Malaria not only kills, it also impoverishes, suppressing economic growth in Africa by up to 1.3 percent a year, a study released last year by the World Health Organization said. Had malaria been eradicated 35 years ago, the study said, sub-Saharan Africa's gross domestic product now would be $100 billion, or 32 percent, larger.

But the fight against the disease is losing ground. Anti-malaria drugs are losing effectiveness as resistant strains develop around the world, according to the WHO. Eradication of parasite-carrying mosquitoes with such agents as DDT carries environmental concerns. Attempts to develop a vaccine have failed. Research is underfunded, because malaria is a relatively small problem in the developed world.
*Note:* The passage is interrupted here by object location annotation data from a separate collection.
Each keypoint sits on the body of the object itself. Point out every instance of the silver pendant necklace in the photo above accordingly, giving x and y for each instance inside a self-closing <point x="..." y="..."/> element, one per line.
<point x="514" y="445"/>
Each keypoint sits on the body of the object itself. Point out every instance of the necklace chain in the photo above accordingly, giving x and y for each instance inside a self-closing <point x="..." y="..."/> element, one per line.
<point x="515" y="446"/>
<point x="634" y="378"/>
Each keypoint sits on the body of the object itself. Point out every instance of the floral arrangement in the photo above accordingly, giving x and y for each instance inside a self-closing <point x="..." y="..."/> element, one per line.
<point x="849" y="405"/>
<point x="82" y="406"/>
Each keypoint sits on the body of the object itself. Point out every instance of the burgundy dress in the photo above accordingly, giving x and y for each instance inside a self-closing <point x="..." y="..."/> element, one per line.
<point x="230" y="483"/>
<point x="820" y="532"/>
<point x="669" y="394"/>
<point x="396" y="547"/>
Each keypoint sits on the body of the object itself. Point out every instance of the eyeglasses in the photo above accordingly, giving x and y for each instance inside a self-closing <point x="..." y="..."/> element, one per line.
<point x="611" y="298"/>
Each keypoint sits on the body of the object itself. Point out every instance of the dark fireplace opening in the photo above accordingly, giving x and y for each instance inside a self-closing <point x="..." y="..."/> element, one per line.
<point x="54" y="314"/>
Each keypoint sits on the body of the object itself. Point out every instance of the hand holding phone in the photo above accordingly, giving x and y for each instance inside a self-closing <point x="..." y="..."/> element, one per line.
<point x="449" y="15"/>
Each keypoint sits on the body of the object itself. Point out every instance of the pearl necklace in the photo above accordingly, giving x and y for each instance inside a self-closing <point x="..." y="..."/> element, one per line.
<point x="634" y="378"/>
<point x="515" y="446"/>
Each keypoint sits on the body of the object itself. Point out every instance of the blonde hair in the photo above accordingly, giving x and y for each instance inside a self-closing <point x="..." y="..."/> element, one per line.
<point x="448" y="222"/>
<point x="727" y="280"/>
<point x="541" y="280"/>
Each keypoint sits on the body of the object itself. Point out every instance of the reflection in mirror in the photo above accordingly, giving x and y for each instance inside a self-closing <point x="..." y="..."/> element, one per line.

Pharmaceutical companies have limited economic incentive to develop drugs aimed at a market in the developing world.

The Johns Hopkins Malaria Institute will "wipe the slate clean," Sommer said, and take a fresh look at the malaria problem with new scientific tools, such as genetic sequencing and bioinformatics, that are just being developed and applied in other areas.

"We will bring together outstanding young scientists from multiple disciplines, not necessarily malaria experts," Sommer said. "We'll teach them about malaria and put them together in a critical mass, the goal being an innovative vaccine" and other new anti-malarial drugs.

The institute will open with four lead researchers already on the faculty of the Bloomberg School, and will add three or four a year for several years, plus associated research personnel and graduate students, Sommer said. The researchers will be specialists in such fields as immunology and vaccine development; statistical analysis of genetic data and populations studies; the biology of malaria parasites and their mosquito hosts; and molecular parasitology. The institute will also establish core service centers to study the genome of the parasite and the mosquito; the proteins produced by genes in the parasite, the mosquito and humans; and what happens to cells during the life cycle of the parasite and the course of the disease.

Researchers at the Johns Hopkins Malaria Institute will collaborate with scientists across the United States and around the world and with WHO's "Roll Back Malaria" program, aimed at halving the disease's worldwide impact by 2010, Sommer said.

The gift funding the institute is not designated as endowment and will be spent over 10 years to maximize its impact, Sommer said. The institute is expected to attract additional funding from government and private sources, he said.

The $100 million gift matches the largest previous gift in Johns Hopkins history, the $100 million given by alumnus and news media entrepreneur Michael Bloomberg during the recent Johns Hopkins Initiative campaign. Bloomberg's gift benefitted all the university's schools. The School of Public Health, which received the largest share, was renamed last month in recognition of Bloomberg's devotion to an organization that has traditionally had difficulty attracting financial support commensurate with its impact on world health.